Robert Stachura – były piłkarz m.in. Amiki Wronki, Widzewa Łódź i Świtu Nowy Dwór Mazowiecki, a potem kilku klubów cypryjskich – od wielu lat prowadzi agencję menedżerską na Wyspie Afrodyty. Pośredniczy w transferach zawodników, organizuje zgrupowania drużyn na Cyprze (w styczniu z jego usług korzystała m.in. Wisła Płock i Śląsk Wrocław) i w Turcji (lutowy obóz GKS-u Katowice), ale także – pobyty zespołów w Polsce. – Albania, Armenia, Gruzja, Mołdawia – Stachura wymienia kraje, z których pomagał już klubom w organizowaniu wypraw na mecze pucharowe. W tym gronie jest też właśnie Zaria. Zaczęło się od współpracy przy zgrupowaniach, potem był partnerem klubu z Bielc podczas jego ubiegłorocznych zmagań w Lidze Europy z Apollonem. – Wcześniej organizowałem też pobyt Paris St.Germain na Cyprze, kiedy w Lidze Mistrzów mierzył się z APOEL-em – nie bez dumy wspomina wydarzenia sprzed paru sezonów nasz rozmówca.

– Teraz działacze Zarii wiedzieli, że mam możliwości pomocy przy ich wyprawie do Polski. I skorzystali z moich usług – tłumaczy na Robert Stachura. Wyjaśnia też przyczyny długiej – bo 20-godzinnej – autobusowej wyprawy rywali Górnika. – Był pomysł przylotu. Sęk w tym, że goście mieli problem z połączeniami rejsowymi w drodze powrotnej. Brakowało po prostu miejsce w samolocie – dodaje. To akurat nie zaskoczenie. Zabrzanie do Kiszyniowa polecą czarterem – z tego samego powodu; siatka regularnych połączeń uniemożliwiała odpowiednie „spięcie” lotów resjowych.
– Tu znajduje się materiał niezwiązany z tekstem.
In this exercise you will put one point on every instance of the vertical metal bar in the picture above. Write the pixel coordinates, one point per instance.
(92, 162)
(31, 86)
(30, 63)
O ile w tym kontekście obecność Roberta Stachury na zamkniętym dla osób postronnych treningu Mołdawian przy Roosevelta – a potem na samym meczu, w towarzystwie działaczy Zarii – nie jest zaskoczeniem, o tyle w Zabrzu mocno dziwiono się, widząc na obu tych wydarzeniach… Grzegorza Kapicę. Co bardziej popędliwi ukuli nawet teorię, że niegdysiejszy król strzelców ekstraklasy, potem trener ligowy, a ostatnio – dyrektor sportowy Ruchu (już były) miał… pomagać gościom w rozpracowaniu Górnika!

Nas z kolei ta obecność zainteresowała z innego powodu: być może – ze swym skautowskim doświadczeniem – znalazł już nowe zatrudnienie, i po prostu obserwował Mołdawian (mających przecież w składzie pięciu Brazylijczyków) z punktu widzenia interesów jakiegoś polskiego klubu.

Prawda jednak – jak mówi sam zainteresowany – jest prozaiczna. – Z Robertem znamy się od wielu lat, więc kiedy jakiś czas temu poprosił o pomoc przy organizacji pobytu Zarii na Śląsku, nie mogłem odmówić tej przyjacieleskiej przysługi. Stąd właśnie moje „odwiedziny” podczas treningu gości przy Roosevelta, a potem – na samym meczu – wyjaśnił nam Grzegorz Kapica.